During the night, I got up to see how the colors changed while drying. The heart seemed to speak for me, “I’m not as strong as I appear.” As the art slowly revealed itself, gradually changing ever so slightly, I was mysteriously comforted, as if a small piece of passionate longing was being returned to me. In the days that followed, I explored books on art. Betty Edwards in “Drawing on the Right Side of the Brain” describes: “A drawing can let you see how you feel. Putting that another way, the right brain, by means of drawing, can show the left brain what the trouble is.”

Though my images were crude, I understood them and what was more startling wss they seemed to understand me, to explain me. I painted a woman rising from a hair follicle, children playing with a bear, a progressively deepening image of a woman sprouting a flower from a heart in her head. My art said what I was still too fragile to utter. The woman in place of the hair follicle refused her role as a hair. She was emerging, risking. A woman to be reckoned with. I became incrementally braver - like the wise children with the bear. They knew the bear was unpredictable, kind now, vicious in a twinkling. They still approached it. The woman with the flower sprouting from the heart in her head could not yet risk clarity. Habitually avoiding the painful, the coward in me often denied what Augustine summed up as “the whole life of the good Christian” as “a holy longing.” My art admits my longing. It is my confession; an axe to pretense, causing pain at the surprise of how much I need. Art reveals the peaks and valleys of real life. What do I do with all this longing? These conflicted feelings - I want intimacy without exposure, recognition AND anonymity - are mirror and flashlight, a peek at my hidden selves. A light that threatens more than the dark.

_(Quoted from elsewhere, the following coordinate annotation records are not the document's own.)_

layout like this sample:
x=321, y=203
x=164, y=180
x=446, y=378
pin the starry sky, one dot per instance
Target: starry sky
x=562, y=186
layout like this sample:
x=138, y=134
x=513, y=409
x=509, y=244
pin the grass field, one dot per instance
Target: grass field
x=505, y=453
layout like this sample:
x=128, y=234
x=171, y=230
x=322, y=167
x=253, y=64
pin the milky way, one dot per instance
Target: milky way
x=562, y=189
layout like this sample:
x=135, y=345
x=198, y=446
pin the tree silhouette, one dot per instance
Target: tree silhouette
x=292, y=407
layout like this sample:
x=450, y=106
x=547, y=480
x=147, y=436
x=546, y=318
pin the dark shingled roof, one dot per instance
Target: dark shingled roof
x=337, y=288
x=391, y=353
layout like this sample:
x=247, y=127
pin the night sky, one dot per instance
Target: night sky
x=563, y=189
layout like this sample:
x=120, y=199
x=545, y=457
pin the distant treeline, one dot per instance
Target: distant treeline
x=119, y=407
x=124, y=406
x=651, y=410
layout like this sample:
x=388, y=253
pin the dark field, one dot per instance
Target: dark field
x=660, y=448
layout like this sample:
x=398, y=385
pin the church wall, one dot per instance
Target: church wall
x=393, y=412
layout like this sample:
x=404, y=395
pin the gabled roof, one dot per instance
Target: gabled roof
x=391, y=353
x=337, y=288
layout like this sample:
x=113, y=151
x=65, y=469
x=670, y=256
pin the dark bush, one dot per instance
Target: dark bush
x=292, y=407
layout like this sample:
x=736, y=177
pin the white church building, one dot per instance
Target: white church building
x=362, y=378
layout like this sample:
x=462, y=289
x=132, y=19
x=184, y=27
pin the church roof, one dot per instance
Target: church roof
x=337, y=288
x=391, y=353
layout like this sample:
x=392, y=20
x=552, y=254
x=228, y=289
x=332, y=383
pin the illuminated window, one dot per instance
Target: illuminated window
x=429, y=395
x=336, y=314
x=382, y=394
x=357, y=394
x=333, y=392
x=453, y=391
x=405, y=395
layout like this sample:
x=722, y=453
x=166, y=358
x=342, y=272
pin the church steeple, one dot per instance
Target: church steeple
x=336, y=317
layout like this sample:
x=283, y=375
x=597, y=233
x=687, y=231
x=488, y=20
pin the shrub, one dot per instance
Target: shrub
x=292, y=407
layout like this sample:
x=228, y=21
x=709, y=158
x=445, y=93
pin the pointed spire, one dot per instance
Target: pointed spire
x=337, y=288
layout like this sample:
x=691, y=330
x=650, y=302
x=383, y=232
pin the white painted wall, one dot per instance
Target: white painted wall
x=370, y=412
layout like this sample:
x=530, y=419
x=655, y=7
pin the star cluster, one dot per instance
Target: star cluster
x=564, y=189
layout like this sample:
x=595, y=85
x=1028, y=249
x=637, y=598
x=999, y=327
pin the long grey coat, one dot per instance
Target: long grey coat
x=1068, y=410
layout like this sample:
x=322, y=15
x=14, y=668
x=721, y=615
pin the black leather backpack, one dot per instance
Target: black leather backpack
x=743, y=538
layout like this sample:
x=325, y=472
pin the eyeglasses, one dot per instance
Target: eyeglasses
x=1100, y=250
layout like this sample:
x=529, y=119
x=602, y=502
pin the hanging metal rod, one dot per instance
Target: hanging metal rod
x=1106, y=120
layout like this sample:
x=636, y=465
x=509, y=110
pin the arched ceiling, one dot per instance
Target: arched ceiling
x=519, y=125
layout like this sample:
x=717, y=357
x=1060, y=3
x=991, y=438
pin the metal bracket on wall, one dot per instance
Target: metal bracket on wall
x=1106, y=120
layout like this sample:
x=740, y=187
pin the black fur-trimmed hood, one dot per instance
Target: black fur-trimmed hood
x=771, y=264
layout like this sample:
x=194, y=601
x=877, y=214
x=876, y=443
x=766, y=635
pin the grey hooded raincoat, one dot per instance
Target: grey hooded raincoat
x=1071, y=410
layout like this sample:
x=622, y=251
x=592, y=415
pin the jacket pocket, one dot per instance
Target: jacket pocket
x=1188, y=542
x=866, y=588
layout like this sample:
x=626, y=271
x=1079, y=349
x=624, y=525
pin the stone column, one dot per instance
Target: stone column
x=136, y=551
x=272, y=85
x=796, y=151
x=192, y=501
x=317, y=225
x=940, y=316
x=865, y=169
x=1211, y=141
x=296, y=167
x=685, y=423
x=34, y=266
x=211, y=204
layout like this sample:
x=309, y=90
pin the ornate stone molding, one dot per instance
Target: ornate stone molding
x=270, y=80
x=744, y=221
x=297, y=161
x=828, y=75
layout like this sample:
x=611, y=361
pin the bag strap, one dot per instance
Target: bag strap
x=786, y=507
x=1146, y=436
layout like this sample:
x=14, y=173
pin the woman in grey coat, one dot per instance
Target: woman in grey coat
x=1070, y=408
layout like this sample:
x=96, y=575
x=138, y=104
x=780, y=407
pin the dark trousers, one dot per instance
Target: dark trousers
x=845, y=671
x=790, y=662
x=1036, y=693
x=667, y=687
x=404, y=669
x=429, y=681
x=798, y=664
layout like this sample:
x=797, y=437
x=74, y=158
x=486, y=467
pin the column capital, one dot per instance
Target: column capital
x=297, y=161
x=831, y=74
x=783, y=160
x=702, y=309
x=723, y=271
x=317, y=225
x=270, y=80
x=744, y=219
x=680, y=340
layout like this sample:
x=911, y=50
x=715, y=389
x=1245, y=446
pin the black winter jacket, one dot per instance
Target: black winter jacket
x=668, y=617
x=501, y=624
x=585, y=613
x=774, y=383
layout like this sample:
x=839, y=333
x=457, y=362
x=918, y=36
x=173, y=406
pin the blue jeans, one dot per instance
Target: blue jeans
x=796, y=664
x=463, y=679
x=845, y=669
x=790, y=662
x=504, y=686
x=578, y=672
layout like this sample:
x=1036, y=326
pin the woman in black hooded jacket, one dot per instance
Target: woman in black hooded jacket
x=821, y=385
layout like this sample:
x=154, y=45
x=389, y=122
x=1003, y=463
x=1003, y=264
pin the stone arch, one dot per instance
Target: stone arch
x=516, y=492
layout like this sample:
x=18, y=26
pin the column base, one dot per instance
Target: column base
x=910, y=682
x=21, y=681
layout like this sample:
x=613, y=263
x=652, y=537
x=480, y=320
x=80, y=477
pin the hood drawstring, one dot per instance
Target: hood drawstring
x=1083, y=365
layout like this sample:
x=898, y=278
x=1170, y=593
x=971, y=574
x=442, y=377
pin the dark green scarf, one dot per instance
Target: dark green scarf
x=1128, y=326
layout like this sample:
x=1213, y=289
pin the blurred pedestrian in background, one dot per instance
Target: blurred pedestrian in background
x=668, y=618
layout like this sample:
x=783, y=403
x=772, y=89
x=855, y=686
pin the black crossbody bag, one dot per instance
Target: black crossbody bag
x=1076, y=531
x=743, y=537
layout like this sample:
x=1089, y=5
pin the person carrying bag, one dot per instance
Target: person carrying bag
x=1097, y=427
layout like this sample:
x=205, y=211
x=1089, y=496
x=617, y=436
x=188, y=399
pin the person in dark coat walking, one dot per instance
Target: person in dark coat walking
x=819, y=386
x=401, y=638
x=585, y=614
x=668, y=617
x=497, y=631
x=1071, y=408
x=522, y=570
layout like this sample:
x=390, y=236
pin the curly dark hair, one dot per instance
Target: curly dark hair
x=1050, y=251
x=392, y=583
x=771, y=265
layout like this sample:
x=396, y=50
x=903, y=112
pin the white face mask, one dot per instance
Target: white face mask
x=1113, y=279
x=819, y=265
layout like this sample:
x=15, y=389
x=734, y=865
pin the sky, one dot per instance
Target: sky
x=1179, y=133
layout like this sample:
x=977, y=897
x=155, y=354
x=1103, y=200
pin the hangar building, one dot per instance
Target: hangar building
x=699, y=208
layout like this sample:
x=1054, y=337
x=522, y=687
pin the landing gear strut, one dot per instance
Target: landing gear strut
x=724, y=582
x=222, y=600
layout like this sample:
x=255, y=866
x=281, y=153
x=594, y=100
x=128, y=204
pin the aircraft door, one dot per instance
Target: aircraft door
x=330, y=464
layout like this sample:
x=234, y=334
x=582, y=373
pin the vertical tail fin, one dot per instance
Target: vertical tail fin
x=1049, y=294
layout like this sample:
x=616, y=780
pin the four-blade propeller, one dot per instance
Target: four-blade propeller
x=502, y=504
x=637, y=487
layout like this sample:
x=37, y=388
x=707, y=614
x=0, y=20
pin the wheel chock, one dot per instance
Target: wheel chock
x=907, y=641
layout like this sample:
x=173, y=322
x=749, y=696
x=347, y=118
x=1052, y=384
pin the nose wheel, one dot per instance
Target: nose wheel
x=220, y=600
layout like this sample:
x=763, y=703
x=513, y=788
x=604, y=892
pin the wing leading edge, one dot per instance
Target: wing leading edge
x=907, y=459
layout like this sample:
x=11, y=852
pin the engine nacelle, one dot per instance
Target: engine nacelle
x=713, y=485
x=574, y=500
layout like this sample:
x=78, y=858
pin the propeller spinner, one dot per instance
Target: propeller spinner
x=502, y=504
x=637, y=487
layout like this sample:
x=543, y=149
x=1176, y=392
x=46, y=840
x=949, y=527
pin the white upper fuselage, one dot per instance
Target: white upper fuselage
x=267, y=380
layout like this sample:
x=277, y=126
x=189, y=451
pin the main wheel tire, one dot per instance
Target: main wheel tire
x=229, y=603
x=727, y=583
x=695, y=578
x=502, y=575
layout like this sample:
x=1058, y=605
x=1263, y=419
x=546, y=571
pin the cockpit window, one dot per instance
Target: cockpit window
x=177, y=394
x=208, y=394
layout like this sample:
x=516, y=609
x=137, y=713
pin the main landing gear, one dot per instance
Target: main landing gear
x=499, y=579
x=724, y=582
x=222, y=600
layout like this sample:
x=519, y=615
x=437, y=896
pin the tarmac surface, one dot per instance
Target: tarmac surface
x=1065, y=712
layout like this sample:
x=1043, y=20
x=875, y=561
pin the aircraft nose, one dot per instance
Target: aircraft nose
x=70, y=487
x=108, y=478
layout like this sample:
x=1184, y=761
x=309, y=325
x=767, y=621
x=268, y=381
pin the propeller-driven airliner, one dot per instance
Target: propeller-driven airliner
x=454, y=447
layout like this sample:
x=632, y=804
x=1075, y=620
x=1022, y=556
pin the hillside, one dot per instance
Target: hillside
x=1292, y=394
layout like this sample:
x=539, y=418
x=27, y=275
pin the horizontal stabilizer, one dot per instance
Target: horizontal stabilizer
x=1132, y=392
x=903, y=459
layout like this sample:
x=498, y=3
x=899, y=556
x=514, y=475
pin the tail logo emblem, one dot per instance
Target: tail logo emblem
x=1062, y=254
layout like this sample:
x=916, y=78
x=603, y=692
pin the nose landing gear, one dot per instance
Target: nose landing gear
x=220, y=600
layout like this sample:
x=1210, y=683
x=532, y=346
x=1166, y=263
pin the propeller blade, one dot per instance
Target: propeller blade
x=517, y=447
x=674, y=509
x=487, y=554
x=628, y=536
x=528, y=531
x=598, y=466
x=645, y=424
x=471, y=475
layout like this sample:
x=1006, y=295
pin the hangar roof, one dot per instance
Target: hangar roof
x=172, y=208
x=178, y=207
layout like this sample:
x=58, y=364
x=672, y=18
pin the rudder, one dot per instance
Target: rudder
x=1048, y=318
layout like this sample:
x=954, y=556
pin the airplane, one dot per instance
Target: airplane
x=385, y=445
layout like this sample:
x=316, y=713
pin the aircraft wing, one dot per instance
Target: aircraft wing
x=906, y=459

Art takes me out of Eve’s proverbial bushes, the deadening foliage of approval-seeking, closet-stuffing, mask-donning. In “The Sacred Romance”, John Eldridge says, “The true story of every person is not the story you see, the external story. This journey first takes us on a search for the lost life of our heart.”

If “being follows imagination” as Thoreau insisted, I should be encouraged. Art helps me put flesh, add color and shape to the unnamed shadows within me. My art brings light, and therefore, life to what I have deadened myself against: loneliness, powerlessness, alienation. I move from the cold shadow of faux contentment into stark honesty. Usually it does not go well. It is worse than I think. I am poor in spirit. I hunger. I thirst. I won’t be able to make it on my own. God does not refute me, dismiss me or minimize my need. God joins me.